Dentre as diversas medidas em prol dos direitos das mulheres anunciadas pelo governo de Luiz Inácio Lula da Silva (PT) nesta quarta-feira, 8, Dia Internacional da Mulher, destaca-se um projeto de lei que visa a endurecer o combate à desigualdade salarial entre os gêneros. Instigada pela ministra Simone Tebet, do Planejamento, a proposta teve a adesão do petista em meio ao apoio da então candidata à sua campanha no segundo turno das eleições presidenciais. Até então, a paridade salarial entre homens e mulheres que ocupam cargos equivalentes era bancada pela comandante da equipe econômica de Tebet, a chefe de desestatização do governo de Fernando Henrique Cardoso, Elena Landau.
Com a apresentação da medida, Landau se mostra contente com o acerto do governo federal, mas aponta para uma série de lacunas que ainda devem ser endereçadas a fim de garantir a igualdade de gênero. “É importante destacar o presidente da República tratando diretamente dessa agenda tão relevante e abrangente, coisa que Bolsonaro jamais faria, mas as falas do presidente deveriam se estender mais em direção à maneira como a nossa cultura encara as mulheres”, diz a economista em entrevista a VEJA.
Landau enfatiza que garantir que o gênero de uma pessoa não impacte em seu salário é imprescindível, mas desconfia do efeito de medidas como essa em uma sociedade em que há um abismo de oportunidades entre homens e mulheres. “Para discutir propriamente igualdade no mesmo cargo, a mulher tem que ter a oportunidade de chegar ao mesmo cargo que o homem”, diz. Nesse sentido, elogia especialmente a iniciativa do presidente em destinar 100 milhões de reais a projetos de pesquisa em ciências exatas que sejam tocados por mulheres, anunciada junto da medida que versa sobre igualdade salarial. Seria uma maneira de gerar mais oportunidade às brasileiras, hoje sub-representadas em diversas esferas do mercado. Entretanto, Landau frisa que, para além de economia, papéis sociais atribuídos às mulheres fazem com que a falta de oportunidades persista. “A cientista só vai conseguir permanecer nesse trabalho se seu cônjuge se dispor a dividir os trabalhos domésticos com ela”, explica.

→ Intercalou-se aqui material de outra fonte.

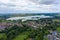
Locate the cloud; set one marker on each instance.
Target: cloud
(30, 6)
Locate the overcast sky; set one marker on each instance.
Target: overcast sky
(29, 6)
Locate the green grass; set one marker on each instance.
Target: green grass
(3, 36)
(58, 29)
(22, 36)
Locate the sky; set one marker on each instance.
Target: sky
(29, 6)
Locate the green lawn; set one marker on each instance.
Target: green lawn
(58, 29)
(3, 36)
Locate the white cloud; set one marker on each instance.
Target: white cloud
(29, 5)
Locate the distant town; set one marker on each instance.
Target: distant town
(30, 27)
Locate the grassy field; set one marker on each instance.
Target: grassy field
(58, 29)
(22, 36)
(3, 36)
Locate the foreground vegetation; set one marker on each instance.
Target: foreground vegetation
(26, 32)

À luz da imensa diferenças sociais entre homens e mulheres, a economista insiste que são necessárias ações que se debrucem sobre cada momento em que mulheres ficam em desvantagem – o que sempre parte de estruturas culturais da sociedade brasileira. “A desigualdade só vai se resolver quando atacarmos essas questões culturais. No fundo, não é só sobre paridade salarial no mesmo cargo, é também sobre acesso a cargos e crescimento dentro das empresas”, diz.
Nessa perspectiva, a questão da licença-maternidade é apontada por Landau como um fator que – em seu modelo atual – promove diferenças de tratamento substanciais entre os gêneros. Uma vez que os homens, diferente das mulheres, não têm a obrigatoriedade de tirar licença ao terem filhos, eles ganham uma vantagem competitiva no mercado de trabalho. Landau defende a neutralização desse efeito através da obrigatoriedade da licença-paternidade, que socialmente colocaria os pais como também responsáveis por seus filhos. “Envolve uma mudança cultural, mas cabe ao governo induzir essa mudança. Na hora de contratar uma mulher, um empregador pode pensar que ela faltará ao trabalho quando o filho ficar doente. Isso nunca é pensado no caso de um homem”, diz.
Indo além da desigualdade de gênero, Landau diz que mães em condição de vulnerabilidade social são ainda mais afetadas pelo fardo das tarefas domésticas, uma vez que não têm meios para contratar serviços de babá ou creche. Assim, a economista cobra que o governo trabalhe por iniciativas que permitam às mulheres ocupar espaços que hoje são de difícil acesso. Estima-se que apenas 40% dos cargos de gerência em empresas sejam ocupados por mulheres no Brasil, segundo estudo da Fundação Getúlio Vargas (FGV). A legislação que endereça a desigualdade salarial entre homens e mulheres – por si só – não contribui diretamente para a mitigação desse problema, apesar de cuidar de outro: quando em cargos equivalentes, homens ainda ganham 23,4% a mais que suas colegas mulheres, também segundo a FGV.